Man Without Qualities


Saturday, September 18, 2004


About That Rush Job

One of the defenses Dan Rather has offered in support of his and CBS News actions regarding the forged Killian memos is to point out that CBS had been working on this "story" for five years.

Rather's claim, which was clearly intended to suggest that CBS had carefully and actively accumulated and vetted evidence for that five year period, was deliberately highly misleading, as reported by the Los Angeles Times:

Although CBS News notes that Mapes had been chasing the National Guard story for five years, it only came back on the active burner in mid- to late August. .... Over the next couple of weeks, he said, "she would call from time to time, telling me she was getting closer, not closer, something that she was looking up that was a blind alley ? those kinds of things that reporters do when tracking a story. There was nothing definitive" until he got the call from her on Sept. 3, Howard recalled.

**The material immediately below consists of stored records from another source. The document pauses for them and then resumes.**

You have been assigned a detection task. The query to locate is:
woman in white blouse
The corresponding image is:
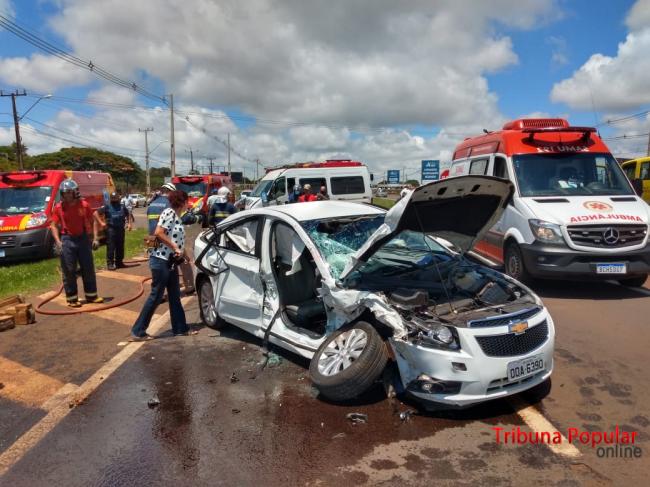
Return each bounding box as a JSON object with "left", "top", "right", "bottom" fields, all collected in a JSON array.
[{"left": 130, "top": 191, "right": 189, "bottom": 341}]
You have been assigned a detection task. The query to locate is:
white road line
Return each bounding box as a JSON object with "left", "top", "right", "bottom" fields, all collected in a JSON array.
[
  {"left": 510, "top": 397, "right": 581, "bottom": 458},
  {"left": 0, "top": 296, "right": 192, "bottom": 477}
]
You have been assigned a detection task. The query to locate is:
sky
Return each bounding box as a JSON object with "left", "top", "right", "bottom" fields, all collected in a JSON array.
[{"left": 0, "top": 0, "right": 650, "bottom": 179}]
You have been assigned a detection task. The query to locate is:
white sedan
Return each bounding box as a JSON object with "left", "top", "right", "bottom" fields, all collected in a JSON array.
[{"left": 195, "top": 176, "right": 555, "bottom": 409}]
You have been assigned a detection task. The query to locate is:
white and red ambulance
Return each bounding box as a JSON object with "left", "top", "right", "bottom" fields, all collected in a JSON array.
[{"left": 449, "top": 119, "right": 650, "bottom": 286}]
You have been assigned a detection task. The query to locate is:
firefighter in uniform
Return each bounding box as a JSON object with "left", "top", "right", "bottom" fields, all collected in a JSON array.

On that Friday, just before the Labor Day weekend, Mapes excitedly phoned her bosses from Texas to report a breakthrough in the document quest. "I've got them," she told Howard.

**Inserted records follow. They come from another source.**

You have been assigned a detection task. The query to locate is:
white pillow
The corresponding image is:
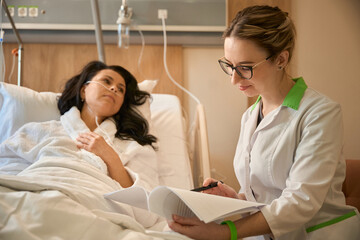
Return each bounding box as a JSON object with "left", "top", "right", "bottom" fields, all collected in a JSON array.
[{"left": 0, "top": 80, "right": 157, "bottom": 143}]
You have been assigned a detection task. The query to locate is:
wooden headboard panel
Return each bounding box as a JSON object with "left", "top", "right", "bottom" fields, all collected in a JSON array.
[{"left": 3, "top": 43, "right": 183, "bottom": 102}]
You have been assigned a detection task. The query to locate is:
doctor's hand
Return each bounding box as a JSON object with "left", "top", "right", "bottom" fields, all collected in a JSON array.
[
  {"left": 203, "top": 178, "right": 240, "bottom": 199},
  {"left": 168, "top": 215, "right": 230, "bottom": 240},
  {"left": 76, "top": 132, "right": 117, "bottom": 162}
]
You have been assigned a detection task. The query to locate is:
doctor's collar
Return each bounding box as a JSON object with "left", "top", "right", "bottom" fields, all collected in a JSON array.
[{"left": 251, "top": 77, "right": 307, "bottom": 110}]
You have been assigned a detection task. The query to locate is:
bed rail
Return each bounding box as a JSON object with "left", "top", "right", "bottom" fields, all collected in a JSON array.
[{"left": 189, "top": 104, "right": 211, "bottom": 187}]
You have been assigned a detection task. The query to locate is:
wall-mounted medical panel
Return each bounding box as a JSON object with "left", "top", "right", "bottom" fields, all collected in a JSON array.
[
  {"left": 2, "top": 0, "right": 226, "bottom": 45},
  {"left": 3, "top": 0, "right": 226, "bottom": 32}
]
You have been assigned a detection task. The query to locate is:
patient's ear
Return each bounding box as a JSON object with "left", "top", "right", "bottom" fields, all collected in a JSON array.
[
  {"left": 80, "top": 84, "right": 87, "bottom": 101},
  {"left": 276, "top": 50, "right": 289, "bottom": 69}
]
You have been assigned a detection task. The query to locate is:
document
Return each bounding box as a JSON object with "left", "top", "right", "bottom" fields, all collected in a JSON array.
[{"left": 104, "top": 186, "right": 265, "bottom": 223}]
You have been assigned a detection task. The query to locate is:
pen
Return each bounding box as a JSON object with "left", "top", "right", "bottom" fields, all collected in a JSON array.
[{"left": 191, "top": 181, "right": 223, "bottom": 192}]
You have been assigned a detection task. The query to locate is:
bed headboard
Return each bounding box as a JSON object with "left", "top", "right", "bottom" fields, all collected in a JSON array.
[{"left": 3, "top": 43, "right": 183, "bottom": 103}]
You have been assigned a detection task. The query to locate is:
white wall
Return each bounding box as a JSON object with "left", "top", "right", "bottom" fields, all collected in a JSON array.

As excitement spread through CBS offices on West 57th Street, there was a rush to get the pieces in place. ....

On Sept. 5, Rather hopped a charter flight to Texas from Florida, where he'd been covering Hurricane Frances, to meet Mapes and to interview Robert Strong, a witness who helped confirm the story. Strong had run the Texas Air National Guard administrative office in the Vietnam era and was a friend of Bush's squadron commander, Killian.

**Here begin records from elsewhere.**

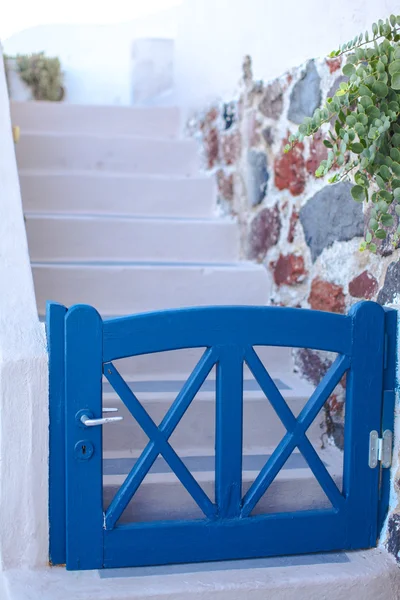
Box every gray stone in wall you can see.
[300,182,364,261]
[288,60,321,124]
[258,81,283,120]
[247,150,269,206]
[377,260,400,304]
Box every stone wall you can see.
[188,58,400,313]
[188,57,400,555]
[188,57,400,390]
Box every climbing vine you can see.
[285,15,400,252]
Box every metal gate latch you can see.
[80,408,124,427]
[368,429,393,469]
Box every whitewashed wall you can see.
[3,5,178,105]
[175,0,400,108]
[0,47,48,568]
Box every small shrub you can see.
[16,52,64,102]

Vacationing executives were looped in by phone on their various Labor Day getaways. Mapes spent the long weekend lining up experts to authenticate the papers and setting up interviews.

Mapes also set up the interview with Ben Barnes, who said that, as speaker of the Texas House of Representatives, he had intervened to make sure Bush was inducted into the National Guard.

Barnes flew to New York to be interviewed by Rather on Sept. 7, the same day that senior CBS News executives got back from the holiday and got their first look at the documents. Throughout the day, Howard said, there were numerous meetings in CBS' offices to discuss the documents' significance.

They had consulted outside experts to help them check the papers, and several confirmed their accuracy.

Marcel B. Matley, a handwriting expert from San Francisco, signed a letter this week saying he found "nothing about the documents that could disprove their authenticity." And James J. Pierce, a forensic examiner from Newport Beach, also signed a letter vouching for the signatures and typeface in the documents.

But others said they had voiced strong warnings to the network.

Emily Will, a professional document examiner in North Carolina consulted by the network to help assess two memos related to Bush's military service, said her copies showed a fax footer with a time stamp that read 6:41 p.m. Sept. 2.

The header of the fax, which presumably showed information about the sender, referred to a Kinko's shop near Abilene, Texas.

Will and another document examiner, Linda James of Plano, Texas, said they were first contacted by CBS News on Sept. 3. .... Will said she found "serious problems" with the documents. ....

Meanwhile, James told producers she was troubled that she was looking at only copies and not originals. "[I] described what I needed in order to go ahead with the examination," James said. CBS promised it would send more paperwork, but according to James it never arrived.

"We knew it was a rush job. They wanted to air [the story] by Wednesday night," James said.


And so it is that what Dan Rather presented as five years of careful preparation and news gathering is revealed as a frantic Keystone Cops exercise in intellectual and actual dishonesty.

By the way, I have omitted the material in the Times article pertaining to CBS News' argument that the White House somehow "authenticated" the documents because one of its people - who had not been personally involved in Mr. Bush's Guard service - didn't immediately scream Fake!

Perhaps someone will now cobble up a whole sheaf of real and forged documents purporting to be critical 35-year old letters fond in the personal files of Mr. Rather's and Ms. Mapes' deceased neighbors, friends, university professors, and the like and demand that Mr. Rather and Ms. Mapes authenticate them. One can just imagine the interview:

"Mr. Rather, here is what purports to be a private CYA-Memo-to-Personal-Files by the girl you took to your high school prom saying that you attempted date rape on her that night. Is it authentic? Failure to denounce it will be construed as implicit authentication. And any reference by you to the contents of the memo to support your claim that you did not commit date rape will be construed as explicit authentication."